During Stanley’s third-quarter earnings call, Allan said while the potential tariff regimen remains unclear, the company would respond to new tariffs with price increases. Stanley could also move production and parts of its supply chain out of China to other Asian countries or to Mexico, Allan said. A significant shift to the U.S. is unlikely, he said.
“It’s just not cost effective to do,” he said. “And there’s questions about whether we even have the labor to actually do that in this country.” Stanley has spent the last two years cutting expenses in a bid to increase its profits. That has included shuttering U.S. factories and trimming the number of products it makes. The company has said it will continue reducing its plants worldwide in 2025.
SiteOne reports gain for Q3, expects to close 16 branches in Q4.
SiteOne Landscape Supply announced earnings for Q3 2024 ended September 29, 2024. Net sales for the Q3 increased 6 percent to $1.21 billion compared to $1.15 billion for Q3 2023. Organic daily sales decreased 1% compared to the prior-year period due to price deflation for commodity products more than offsetting positive volume growth.
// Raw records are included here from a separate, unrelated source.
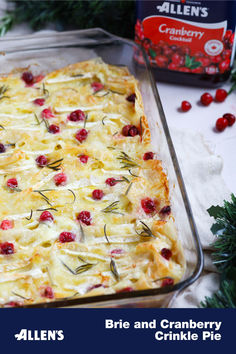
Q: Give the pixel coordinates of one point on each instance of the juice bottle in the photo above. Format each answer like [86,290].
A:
[187,41]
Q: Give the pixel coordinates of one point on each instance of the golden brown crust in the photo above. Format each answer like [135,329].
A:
[121,229]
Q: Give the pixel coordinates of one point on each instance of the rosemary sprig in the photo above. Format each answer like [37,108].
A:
[37,120]
[22,297]
[49,276]
[74,196]
[146,231]
[132,174]
[118,93]
[45,91]
[103,95]
[163,278]
[111,208]
[46,123]
[82,233]
[55,165]
[103,122]
[105,233]
[77,75]
[85,120]
[3,90]
[31,214]
[83,268]
[114,269]
[141,128]
[128,189]
[126,161]
[45,209]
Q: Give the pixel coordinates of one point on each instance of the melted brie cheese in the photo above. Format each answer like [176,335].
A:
[122,246]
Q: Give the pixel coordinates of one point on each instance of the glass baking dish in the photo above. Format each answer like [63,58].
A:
[48,52]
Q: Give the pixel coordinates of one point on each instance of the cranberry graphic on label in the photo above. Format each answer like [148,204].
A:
[182,39]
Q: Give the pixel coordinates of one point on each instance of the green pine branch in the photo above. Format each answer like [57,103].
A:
[224,255]
[115,16]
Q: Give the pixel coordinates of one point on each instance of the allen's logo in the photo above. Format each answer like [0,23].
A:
[182,9]
[44,334]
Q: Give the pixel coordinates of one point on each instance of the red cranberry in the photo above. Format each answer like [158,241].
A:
[224,65]
[216,59]
[165,210]
[167,282]
[2,148]
[228,34]
[39,101]
[221,124]
[131,98]
[125,130]
[47,113]
[7,224]
[168,52]
[148,205]
[166,253]
[7,248]
[39,78]
[81,135]
[161,61]
[97,86]
[117,251]
[211,70]
[130,130]
[41,161]
[14,304]
[60,179]
[95,286]
[54,129]
[172,66]
[226,54]
[125,290]
[198,70]
[12,183]
[111,181]
[186,106]
[28,78]
[177,59]
[206,99]
[185,50]
[66,236]
[184,70]
[85,217]
[221,95]
[148,156]
[76,116]
[97,194]
[133,131]
[46,216]
[48,292]
[230,118]
[204,61]
[83,158]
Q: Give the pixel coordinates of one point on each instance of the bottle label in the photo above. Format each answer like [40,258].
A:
[181,38]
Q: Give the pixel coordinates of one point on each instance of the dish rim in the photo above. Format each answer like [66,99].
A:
[89,300]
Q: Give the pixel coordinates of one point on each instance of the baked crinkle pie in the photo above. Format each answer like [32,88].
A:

Acquisitions contributed $77.3 million, or 7%, to net sales growth for the quarter.
Gross profit increased 6% to $411.0 million for the quarter this year compared to $388.1 million for the prior-year period. Gross margin improved 10 basis points to 34.0% reflecting the positive impact from acquisitions, partially offset by lower price realization in the Base Business compared to the prior year period.
“During the quarter we continued to face market headwinds with 3% price deflation and a softer repair and remodel market. Given these, we were pleased to achieve 2% Organic Daily Sales volume growth to partially offset the price decline,” said Doug Black, SiteOne’s chairman and CEO. “Overall, our teams are executing our strategy, outperforming the market with organic sales volume growth, and pushing forward on our commercial and operational initiatives to yield organic growth and adjusted EBITDA margin expansion in 2025 and beyond. With a clear leadership position in wholesale landscape distribution, strong teams, a robust acquisition pipeline, and a winning strategy to create value for our stakeholders, we are confident in our ability to perform and grow in the years to come.”
Outlook
“Our maintenance and new construction markets remain resilient, but we continue to experience soft demand driven primarily by a weaker repair and remodel end market. In addition, we estimate that hurricanes Helene and Milton have negatively impacted net sales by approximately $15 million ($8 million in the fourth quarter). The pricing environment continues to be challenging and will have a negative impact on both our sales growth and gross margin,” Doug Black continued. “We are managing our SG&A tightly and making the necessary changes to optimize our cost structure for the long run. As a part of these efforts, we plan to consolidate or close 16 branches in the fourth quarter, resulting in an expected one-time charge to adjusted EBITDA of approximately $5 million.”